`Regression Anytime' with Brute-Force SVD Truncation

TL;DR

This paper introduces a new least-squares Monte Carlo method utilizing brute-force SVD truncation to efficiently approximate conditional expectations, with applications in option pricing and PDE discretization.

Contribution

It presents a novel regression algorithm that combines SVD truncation with variance reduction, improving convergence rates for stochastic dynamic programming problems.

Findings

Achieves arbitrarily fast polynomial convergence under smoothness assumptions

Applicable to Euler approximations of stochastic differential equations

Enhances dynamic programming solutions in finance and PDEs

Abstract

We propose a new least-squares Monte Carlo algorithm for the approximation of conditional expectations in the presence of stochastic derivative weights.
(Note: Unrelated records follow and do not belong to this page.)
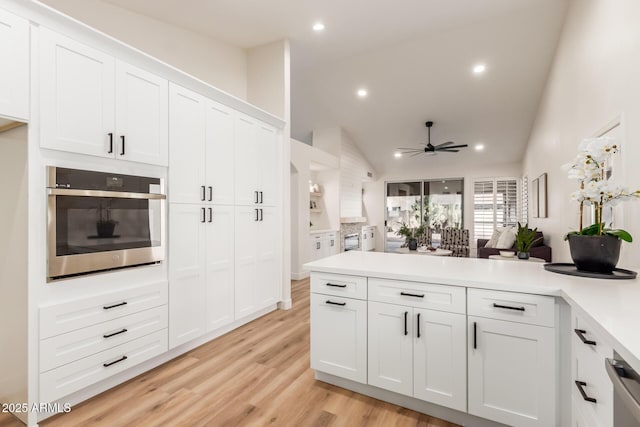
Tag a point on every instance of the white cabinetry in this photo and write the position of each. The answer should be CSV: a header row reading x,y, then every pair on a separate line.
x,y
592,391
93,104
512,357
201,272
417,351
14,73
339,325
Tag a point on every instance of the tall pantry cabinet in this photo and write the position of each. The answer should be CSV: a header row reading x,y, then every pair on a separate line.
x,y
224,217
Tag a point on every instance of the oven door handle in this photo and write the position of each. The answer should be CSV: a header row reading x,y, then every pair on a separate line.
x,y
102,193
621,389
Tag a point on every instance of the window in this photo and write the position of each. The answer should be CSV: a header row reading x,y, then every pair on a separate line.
x,y
495,204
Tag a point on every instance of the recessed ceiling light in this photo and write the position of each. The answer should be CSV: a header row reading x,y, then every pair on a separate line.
x,y
479,68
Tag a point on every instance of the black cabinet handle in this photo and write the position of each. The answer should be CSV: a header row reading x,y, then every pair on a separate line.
x,y
580,333
406,294
475,335
336,303
406,330
108,307
123,358
580,385
508,307
339,285
114,334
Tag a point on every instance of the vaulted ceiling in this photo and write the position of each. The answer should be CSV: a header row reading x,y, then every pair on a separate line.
x,y
415,59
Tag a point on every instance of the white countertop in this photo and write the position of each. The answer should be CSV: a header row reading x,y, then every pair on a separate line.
x,y
613,304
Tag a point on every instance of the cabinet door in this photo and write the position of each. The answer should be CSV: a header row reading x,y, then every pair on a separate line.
x,y
219,153
186,146
339,336
14,73
142,101
390,363
269,274
246,161
76,96
269,165
246,260
440,358
512,372
187,291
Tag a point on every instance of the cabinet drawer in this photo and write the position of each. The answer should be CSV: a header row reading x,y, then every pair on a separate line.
x,y
75,376
415,294
339,285
76,314
66,348
512,306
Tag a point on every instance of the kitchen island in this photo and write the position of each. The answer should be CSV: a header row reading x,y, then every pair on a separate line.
x,y
473,341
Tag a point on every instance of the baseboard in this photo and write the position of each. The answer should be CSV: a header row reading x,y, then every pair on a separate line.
x,y
451,415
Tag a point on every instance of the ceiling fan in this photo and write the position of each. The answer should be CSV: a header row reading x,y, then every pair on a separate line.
x,y
430,149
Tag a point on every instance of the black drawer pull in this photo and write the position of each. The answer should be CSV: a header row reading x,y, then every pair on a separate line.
x,y
336,303
508,307
580,333
580,385
336,285
114,334
106,365
107,307
406,294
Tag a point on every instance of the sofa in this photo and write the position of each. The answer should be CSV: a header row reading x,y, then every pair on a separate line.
x,y
538,251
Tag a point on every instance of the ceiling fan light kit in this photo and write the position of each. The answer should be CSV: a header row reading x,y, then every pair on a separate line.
x,y
431,150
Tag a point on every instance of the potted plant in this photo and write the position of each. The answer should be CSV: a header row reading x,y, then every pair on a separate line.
x,y
524,240
596,248
411,235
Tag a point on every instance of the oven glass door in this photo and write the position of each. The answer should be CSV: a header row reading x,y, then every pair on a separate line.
x,y
85,225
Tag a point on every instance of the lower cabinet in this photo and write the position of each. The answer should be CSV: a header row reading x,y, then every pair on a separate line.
x,y
339,336
419,353
201,270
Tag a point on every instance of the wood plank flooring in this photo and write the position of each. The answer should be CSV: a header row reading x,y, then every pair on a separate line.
x,y
256,375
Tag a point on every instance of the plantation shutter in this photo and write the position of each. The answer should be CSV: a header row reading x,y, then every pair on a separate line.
x,y
483,209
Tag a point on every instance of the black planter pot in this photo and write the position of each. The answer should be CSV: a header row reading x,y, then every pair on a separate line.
x,y
598,254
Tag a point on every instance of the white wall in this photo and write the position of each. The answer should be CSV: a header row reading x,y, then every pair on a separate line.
x,y
13,267
437,167
217,63
595,78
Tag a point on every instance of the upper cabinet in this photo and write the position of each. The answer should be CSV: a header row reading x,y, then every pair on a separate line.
x,y
93,104
14,72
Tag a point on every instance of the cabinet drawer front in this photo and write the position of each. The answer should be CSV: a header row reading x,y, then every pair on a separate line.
x,y
66,348
512,306
75,376
69,316
339,284
422,295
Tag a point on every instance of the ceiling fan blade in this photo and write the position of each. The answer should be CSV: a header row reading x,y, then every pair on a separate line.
x,y
444,144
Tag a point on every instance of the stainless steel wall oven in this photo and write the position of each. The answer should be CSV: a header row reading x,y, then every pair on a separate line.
x,y
99,221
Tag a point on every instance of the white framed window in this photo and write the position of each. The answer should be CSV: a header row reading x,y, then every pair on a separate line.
x,y
496,203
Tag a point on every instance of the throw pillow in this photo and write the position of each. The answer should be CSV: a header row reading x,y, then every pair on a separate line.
x,y
507,239
493,241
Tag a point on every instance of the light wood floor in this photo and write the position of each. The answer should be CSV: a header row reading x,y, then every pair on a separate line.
x,y
256,375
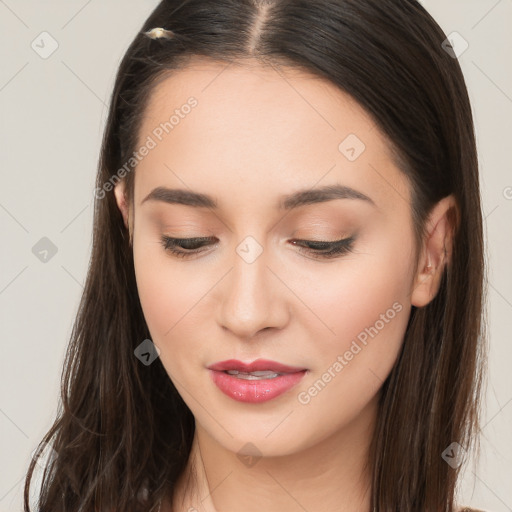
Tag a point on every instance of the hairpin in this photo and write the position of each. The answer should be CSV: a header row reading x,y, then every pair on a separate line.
x,y
159,32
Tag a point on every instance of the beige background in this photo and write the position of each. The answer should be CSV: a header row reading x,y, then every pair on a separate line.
x,y
52,116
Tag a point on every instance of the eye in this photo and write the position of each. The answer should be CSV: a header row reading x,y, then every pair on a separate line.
x,y
326,249
184,247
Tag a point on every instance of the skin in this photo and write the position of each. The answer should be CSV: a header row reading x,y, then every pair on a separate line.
x,y
257,134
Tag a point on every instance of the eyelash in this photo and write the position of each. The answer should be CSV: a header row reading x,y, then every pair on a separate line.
x,y
335,249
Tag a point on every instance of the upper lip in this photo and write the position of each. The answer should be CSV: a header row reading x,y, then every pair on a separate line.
x,y
254,366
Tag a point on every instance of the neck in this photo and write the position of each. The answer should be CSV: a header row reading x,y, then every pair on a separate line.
x,y
329,475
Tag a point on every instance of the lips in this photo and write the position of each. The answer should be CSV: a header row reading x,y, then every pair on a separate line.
x,y
255,366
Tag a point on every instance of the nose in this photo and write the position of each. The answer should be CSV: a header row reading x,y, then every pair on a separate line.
x,y
253,297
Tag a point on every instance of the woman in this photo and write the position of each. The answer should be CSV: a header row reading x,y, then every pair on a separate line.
x,y
284,305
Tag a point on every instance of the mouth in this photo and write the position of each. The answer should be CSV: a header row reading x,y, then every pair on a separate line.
x,y
255,382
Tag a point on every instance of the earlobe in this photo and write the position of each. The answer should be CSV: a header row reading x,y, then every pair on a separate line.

The algorithm can serve as a building block for solving dynamic programming equations, which arise, e.g., in non-linear option pricing problems or in probabilistic discretization schemes for fully non-linear parabolic partial differential equations. Our algorithm can be generically applied when the underlying dynamics stem from an Euler approximation to a stochastic differential equation. A built-in variance reduction ensures that the convergence in the number of samples to the true regression function takes place at an arbitrarily fast polynomial rate, if the problem under consideration is smooth enough.